Il papa scandisce con precisione le tappe: «A decorrere dall’esercizio 2021, le contribuzioni a qualunque titolo dovute o liberamente devolute alla Santa Sede da parte di Enti ecclesiali di qualunque tipo, ivi incluse quelle del Governatorato dello Stato della Città del Vaticano e dell’Istituto per le Opere di Religione, come anche quelle di cui al canone 1271 CJC, saranno versate su un conto denominato “Budget Generale della Santa Sede”, gestito dall’Amministrazione del Patrimonio della Sede Apostolica secondo la normativa vigente, in base al bilancio preventivo approvato. I trasferimenti delle somme dal conto Budget Generale della Santa Sede all’APSA dovranno essere previamente autorizzati dal Prefetto della Segreteria per l’Economia». Il canone 1271 del Codice di Diritto Canonico (Codex Juris Canonici) recita: «I Vescovi, in ragione del vincolo di unità e di carità, secondo le disponibilità della propria diocesi, contribuiscano a procurare i mezzi di cui la Sede Apostolica secondo le condizioni dei tempi necessita, per essere in grado di prestare in modo appropriato il suo servizio alla Chiesa universale».

Deciso il passaggio all’Amministrazione del Patrimonio della Sede Apostolica (APSA) della gestione degli investimenti finanziari e dei beni immobili di proprietà della Segreteria di Stato, compreso l’Obolo di San Pietro, (https://internettuale.net/4210/vaticano-commissione-materie-riservate-e-conti-pubblici) tutto sarà sottoposto a un controllo ad hoc da parte della Segreteria per l’Economia (SPE), (https://internettuale.net/4317/vaticano-assemblea-di-vip-per-la-gestione-dei-soldi), ma «Le spese e gli altri atti di disposizione a valere sul sottoconto Fondo Discrezionale del Santo Padre possono compiersi solo su Sua personale decisione». C’è anche una bella sforbiciata all’Ufficio amministrativo della Segreteria di Stato e un comunicato ufficiale informa che «questa nuova legge viene a ridurre il numero di responsabili economici nella Santa Sede e a concentrare l’amministrazione, la gestione e le decisioni economiche e finanziarie nei dicasteri rispondenti allo scopo».

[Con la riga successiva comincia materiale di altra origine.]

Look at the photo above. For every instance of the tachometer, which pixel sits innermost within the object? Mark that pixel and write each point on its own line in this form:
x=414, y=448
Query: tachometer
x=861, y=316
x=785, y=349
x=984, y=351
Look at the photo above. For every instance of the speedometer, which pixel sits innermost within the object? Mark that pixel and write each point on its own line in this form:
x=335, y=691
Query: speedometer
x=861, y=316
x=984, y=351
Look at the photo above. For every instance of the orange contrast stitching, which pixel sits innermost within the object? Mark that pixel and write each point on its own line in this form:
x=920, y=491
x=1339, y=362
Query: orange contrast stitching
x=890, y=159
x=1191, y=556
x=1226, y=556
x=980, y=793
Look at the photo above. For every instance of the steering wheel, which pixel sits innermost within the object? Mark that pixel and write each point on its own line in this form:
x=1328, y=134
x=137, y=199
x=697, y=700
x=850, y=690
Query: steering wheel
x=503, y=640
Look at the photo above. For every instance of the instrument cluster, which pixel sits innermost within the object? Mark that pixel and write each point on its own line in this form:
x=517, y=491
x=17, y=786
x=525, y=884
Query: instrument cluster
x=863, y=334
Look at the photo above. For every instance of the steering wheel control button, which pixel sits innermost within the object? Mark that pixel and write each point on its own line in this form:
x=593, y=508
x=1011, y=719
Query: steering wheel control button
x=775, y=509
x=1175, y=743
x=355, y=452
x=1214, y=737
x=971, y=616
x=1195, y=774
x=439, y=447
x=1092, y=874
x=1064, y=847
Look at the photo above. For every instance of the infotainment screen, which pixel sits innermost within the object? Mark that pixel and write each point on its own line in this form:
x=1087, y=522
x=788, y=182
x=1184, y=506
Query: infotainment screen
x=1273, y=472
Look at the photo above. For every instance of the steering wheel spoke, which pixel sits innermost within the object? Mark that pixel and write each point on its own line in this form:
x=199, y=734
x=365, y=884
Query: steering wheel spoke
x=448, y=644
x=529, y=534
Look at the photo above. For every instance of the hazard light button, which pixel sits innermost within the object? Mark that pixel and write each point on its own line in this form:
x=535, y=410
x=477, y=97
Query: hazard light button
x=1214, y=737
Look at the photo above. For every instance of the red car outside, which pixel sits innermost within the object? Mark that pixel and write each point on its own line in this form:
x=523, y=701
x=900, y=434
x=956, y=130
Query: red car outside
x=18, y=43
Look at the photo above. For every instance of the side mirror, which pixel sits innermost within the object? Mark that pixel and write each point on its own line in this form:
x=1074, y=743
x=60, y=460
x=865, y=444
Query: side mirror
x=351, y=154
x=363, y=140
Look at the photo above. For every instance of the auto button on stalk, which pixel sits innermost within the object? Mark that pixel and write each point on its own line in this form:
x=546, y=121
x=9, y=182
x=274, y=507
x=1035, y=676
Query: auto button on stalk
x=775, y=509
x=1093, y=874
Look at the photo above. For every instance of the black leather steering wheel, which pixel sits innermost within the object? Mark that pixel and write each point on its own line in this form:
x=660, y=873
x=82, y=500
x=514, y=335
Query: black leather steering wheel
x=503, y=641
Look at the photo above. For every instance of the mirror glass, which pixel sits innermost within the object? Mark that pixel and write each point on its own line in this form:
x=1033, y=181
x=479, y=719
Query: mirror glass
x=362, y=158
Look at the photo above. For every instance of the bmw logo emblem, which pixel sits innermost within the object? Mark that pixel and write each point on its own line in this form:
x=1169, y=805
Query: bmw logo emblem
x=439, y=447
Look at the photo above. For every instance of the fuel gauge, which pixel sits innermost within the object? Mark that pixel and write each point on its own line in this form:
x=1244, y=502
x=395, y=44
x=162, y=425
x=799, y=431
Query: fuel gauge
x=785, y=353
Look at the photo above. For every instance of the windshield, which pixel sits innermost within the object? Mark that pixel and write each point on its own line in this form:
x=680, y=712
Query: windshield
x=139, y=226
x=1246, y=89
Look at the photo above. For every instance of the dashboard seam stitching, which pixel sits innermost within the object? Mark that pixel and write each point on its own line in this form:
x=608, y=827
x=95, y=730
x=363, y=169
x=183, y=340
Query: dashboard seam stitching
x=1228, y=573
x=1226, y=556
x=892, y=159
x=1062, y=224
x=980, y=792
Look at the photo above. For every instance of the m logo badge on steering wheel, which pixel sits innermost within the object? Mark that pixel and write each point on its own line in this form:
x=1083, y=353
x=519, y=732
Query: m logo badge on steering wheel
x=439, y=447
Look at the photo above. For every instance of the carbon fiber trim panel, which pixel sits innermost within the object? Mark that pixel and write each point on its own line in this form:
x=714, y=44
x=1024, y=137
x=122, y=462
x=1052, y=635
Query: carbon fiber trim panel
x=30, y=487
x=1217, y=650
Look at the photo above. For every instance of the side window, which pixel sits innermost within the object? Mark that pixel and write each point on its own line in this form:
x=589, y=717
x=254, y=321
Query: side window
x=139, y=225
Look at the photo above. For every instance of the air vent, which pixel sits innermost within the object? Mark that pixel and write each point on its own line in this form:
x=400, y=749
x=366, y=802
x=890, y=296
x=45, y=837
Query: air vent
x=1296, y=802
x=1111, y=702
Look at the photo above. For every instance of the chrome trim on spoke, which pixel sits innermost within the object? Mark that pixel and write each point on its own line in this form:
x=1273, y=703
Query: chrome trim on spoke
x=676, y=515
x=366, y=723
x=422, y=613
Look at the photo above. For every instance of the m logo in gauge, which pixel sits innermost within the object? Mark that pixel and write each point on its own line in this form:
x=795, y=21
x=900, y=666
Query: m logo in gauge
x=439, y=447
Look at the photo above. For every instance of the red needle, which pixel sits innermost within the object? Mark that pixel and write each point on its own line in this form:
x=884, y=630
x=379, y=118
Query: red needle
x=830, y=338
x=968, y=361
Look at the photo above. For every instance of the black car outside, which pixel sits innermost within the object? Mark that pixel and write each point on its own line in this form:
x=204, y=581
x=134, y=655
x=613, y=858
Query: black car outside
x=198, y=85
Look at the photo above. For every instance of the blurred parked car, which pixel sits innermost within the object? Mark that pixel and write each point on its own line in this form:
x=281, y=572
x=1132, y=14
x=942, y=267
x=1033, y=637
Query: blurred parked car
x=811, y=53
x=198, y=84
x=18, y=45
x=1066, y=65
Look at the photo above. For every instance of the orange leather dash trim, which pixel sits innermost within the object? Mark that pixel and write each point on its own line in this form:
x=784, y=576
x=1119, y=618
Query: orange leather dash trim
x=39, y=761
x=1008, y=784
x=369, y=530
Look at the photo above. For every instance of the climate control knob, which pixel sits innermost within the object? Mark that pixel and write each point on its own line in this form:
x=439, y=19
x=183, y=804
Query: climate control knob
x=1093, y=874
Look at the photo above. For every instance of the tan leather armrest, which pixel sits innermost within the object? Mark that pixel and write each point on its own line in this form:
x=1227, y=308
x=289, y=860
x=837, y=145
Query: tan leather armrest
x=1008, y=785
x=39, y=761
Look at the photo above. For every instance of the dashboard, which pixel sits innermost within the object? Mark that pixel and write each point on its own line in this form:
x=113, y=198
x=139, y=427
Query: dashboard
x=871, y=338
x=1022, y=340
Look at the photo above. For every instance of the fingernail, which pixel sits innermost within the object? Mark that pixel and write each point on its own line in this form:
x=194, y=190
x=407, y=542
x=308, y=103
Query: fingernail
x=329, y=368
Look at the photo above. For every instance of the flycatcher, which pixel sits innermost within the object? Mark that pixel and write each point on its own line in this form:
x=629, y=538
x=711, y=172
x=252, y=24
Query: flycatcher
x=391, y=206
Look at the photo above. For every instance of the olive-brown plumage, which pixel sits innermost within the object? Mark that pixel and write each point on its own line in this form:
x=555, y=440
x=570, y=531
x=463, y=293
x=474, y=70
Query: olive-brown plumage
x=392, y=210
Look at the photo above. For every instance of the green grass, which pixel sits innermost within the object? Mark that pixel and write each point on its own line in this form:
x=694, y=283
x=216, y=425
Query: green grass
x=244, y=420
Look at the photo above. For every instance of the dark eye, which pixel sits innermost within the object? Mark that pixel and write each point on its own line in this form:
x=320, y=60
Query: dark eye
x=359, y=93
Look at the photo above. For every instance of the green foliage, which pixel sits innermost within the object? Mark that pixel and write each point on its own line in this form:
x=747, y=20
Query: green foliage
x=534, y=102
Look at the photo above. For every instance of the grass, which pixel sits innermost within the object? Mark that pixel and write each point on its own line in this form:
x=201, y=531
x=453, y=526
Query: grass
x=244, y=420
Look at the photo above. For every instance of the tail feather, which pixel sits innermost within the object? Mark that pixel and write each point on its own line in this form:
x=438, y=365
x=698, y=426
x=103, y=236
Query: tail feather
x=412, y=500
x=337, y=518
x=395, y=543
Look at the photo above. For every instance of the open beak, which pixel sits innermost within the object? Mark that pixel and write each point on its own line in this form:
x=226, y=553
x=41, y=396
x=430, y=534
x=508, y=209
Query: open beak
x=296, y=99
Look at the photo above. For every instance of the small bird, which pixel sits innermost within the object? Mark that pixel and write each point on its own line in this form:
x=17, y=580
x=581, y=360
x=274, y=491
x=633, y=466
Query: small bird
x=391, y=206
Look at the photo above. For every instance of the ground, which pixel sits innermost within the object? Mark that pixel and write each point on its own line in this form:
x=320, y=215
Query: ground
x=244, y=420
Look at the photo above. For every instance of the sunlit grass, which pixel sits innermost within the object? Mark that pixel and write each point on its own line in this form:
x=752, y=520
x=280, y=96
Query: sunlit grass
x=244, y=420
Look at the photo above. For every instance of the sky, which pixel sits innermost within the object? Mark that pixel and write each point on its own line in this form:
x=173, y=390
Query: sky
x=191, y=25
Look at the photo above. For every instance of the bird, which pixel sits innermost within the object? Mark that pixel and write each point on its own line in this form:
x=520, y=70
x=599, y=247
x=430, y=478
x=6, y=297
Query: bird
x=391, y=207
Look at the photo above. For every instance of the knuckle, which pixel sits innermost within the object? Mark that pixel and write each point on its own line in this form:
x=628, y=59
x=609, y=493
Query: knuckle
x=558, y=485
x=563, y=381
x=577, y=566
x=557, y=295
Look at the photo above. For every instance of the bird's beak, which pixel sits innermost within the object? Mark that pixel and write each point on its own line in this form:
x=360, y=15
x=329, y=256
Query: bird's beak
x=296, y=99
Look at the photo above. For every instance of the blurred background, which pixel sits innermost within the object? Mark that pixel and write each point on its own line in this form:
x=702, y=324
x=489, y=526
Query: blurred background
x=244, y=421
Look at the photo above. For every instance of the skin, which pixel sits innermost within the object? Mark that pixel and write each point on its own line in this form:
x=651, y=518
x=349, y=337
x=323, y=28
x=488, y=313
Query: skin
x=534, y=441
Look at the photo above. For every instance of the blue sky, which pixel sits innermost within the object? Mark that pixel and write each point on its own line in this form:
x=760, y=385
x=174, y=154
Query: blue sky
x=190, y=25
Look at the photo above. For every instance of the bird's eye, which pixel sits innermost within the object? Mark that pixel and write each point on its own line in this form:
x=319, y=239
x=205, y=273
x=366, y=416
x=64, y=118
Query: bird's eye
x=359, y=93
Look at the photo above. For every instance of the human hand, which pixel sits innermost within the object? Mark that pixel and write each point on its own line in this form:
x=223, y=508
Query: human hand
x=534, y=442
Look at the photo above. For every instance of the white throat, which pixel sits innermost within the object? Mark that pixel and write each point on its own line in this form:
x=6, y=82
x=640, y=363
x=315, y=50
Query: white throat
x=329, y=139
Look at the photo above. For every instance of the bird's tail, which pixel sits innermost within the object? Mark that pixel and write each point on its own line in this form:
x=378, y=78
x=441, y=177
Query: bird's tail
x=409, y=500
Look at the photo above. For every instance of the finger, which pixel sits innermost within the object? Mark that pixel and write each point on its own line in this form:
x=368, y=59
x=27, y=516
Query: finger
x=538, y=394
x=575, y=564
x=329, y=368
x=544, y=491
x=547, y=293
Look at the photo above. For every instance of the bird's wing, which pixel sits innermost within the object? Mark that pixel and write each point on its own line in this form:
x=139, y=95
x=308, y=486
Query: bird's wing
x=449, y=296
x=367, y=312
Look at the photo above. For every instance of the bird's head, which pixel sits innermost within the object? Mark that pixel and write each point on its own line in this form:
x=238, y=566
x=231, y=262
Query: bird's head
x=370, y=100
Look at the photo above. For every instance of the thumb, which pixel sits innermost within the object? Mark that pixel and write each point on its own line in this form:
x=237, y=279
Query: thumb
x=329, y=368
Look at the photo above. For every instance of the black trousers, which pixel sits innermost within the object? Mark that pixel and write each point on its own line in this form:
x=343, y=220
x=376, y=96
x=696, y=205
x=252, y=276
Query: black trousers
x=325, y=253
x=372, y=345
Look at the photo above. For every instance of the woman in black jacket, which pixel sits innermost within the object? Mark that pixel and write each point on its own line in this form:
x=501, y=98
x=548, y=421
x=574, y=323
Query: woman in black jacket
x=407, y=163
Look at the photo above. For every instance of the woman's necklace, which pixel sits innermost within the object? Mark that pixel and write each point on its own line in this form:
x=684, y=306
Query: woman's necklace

Tutto parrebbe compiuto, ma qualche sorpresa ce la dobbiamo aspettare: in questo passaggio di poteri e tagli di incarichi è probabile che verrà a galla qualche altra irregolarità. Ed è anche probabile che stavolta ci sarà un conveniente ricorso alle vecchie usanze di quando non si sapeva mai cosa realmente succedesse al di là del Portone di Bronzo.